Morreu Annie Girardot, em tela e em vida a actriz popular francesa por excelência

Foto
Annie Girardot em dr

Elogiada por Jean Cocteau, tornou-se célebre em 1960, interpretando a Nadia de Rocco e Seus Irmãos. Morreu em Paris aos 79 anos, vítima da doença de Alzheimer

Jean Cocteau viu nela "o mais belo temperamento dramático do pós-Guerra". Cocteau, que a vira interpretar a sua La Machine à Ecrire na década de 1950, não se enganou. Annie Girardot revelou-se em cenário do neo-realismo italiano, no papel da trágica Nadia que Luchino Visconti filmou em Rocco e Seus Irmãos (1960), mas o papel que a história lhe reservou foi outro. A mulher que morreu ontem em Paris, aos 79 anos, foi nos anos 1960 e 1970 a actriz popular francesa por excelência.

Entregou-se ao papel de tal forma que, no seu percurso, sobrepuseram-se representação e vida - tudo o que representava, dizia, tinha de o sentir verdadeiro e pessoal.

Há três anos, Nicolas Baulieu gravou com ela Annie Girardot, Ainsi Va la Vie, o seu depoimento sobre a doença de Alzheimer de que sofria. No momento da sua morte num hospital parisiense, ladeada pela neta, Lola Vogel, e pela filha Giulia, fruto do casamento com o actor italiano Renato Salvatori (conheceram-se no plateau de Rocco), há muito que perdera a memória das centenas de filmes que protagonizara. Ela que, em 1996, depois de vários anos longe da ribalta, improvisara um discurso emocionado na cerimónia de entrega dos Césares desse ano, em que foi distinguida como melhor actriz secundária pelo papel em Os Miseráveis, de Claude Lelouch - "não sei se fiz falta ao cinema francês, mas o cinema francês fez-me falta... loucamente... perdidamente... dolorosamente" -, ela esquecera. O cinema e o público nunca o farão.

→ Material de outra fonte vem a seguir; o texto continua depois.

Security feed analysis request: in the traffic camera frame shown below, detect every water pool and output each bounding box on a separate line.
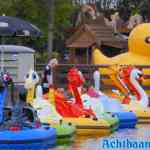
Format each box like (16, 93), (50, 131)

O Estado francês, pela voz do ministro da Cultura, Frédéric Mitterand, citado pelo Figaro, referiu-se à morte como "um momento doloroso para o cinema, que perdeu uma das suas grandes estrelas, mas também para o público, com quem ela manteve uma longa e calorosa cumplicidade".

Nascida em Paris em 1931, Girardot estudou primeiro Enfermagem, percurso que rapidamente trocou pelo da Representação. Em 1949, entrou no Conservatório, em 1954, concluiu os estudos e integrou a Comédie Française. A estreia no cinema chegou dois anos depois, na comédia popular Treize à Table. Em 1960, com Visconti, com Rocco e Seus Irmãos, ao lado de Alain Delon, tornou-se inesquecível. A mulher marcada para a tragédia, amante prostituta assassinada com treze punhaladas (pelo actor que viria a ser seu marido e pai da sua filha, Renato Salvatori), distinguia-se. Com o seu cabelo curto e olhos expressivos, ignorada pelos realizadores da emergente Nouvelle Vague, filmaria depois com Mario Monicelli, Roger Vadim ou Marco Ferreri. Foi estrela em comédia e em melodrama. Foi controversa em Morrer de Amar (1971), bateu recordes de bilheteira com Docteur Françoise Gailland (1976) e ganhou o seu terceiro César com O Pianista, de Michael Haneke, em 2000.

Como escrevia ontem o Les Inrockuptibles, era mais "actriz popular que uma star". Com o seu "temperamento à vez vulcânico e depressivo", era, nas suas próprias palavras, "verdadeira, totalmente verdadeira." O público, principalmente as mulheres, que a ergueram a ícone feminista, reconhecia-se nela, sentia nela alguém que o representava.

Tal como o público, repetimos, o cinema não a esquecerá.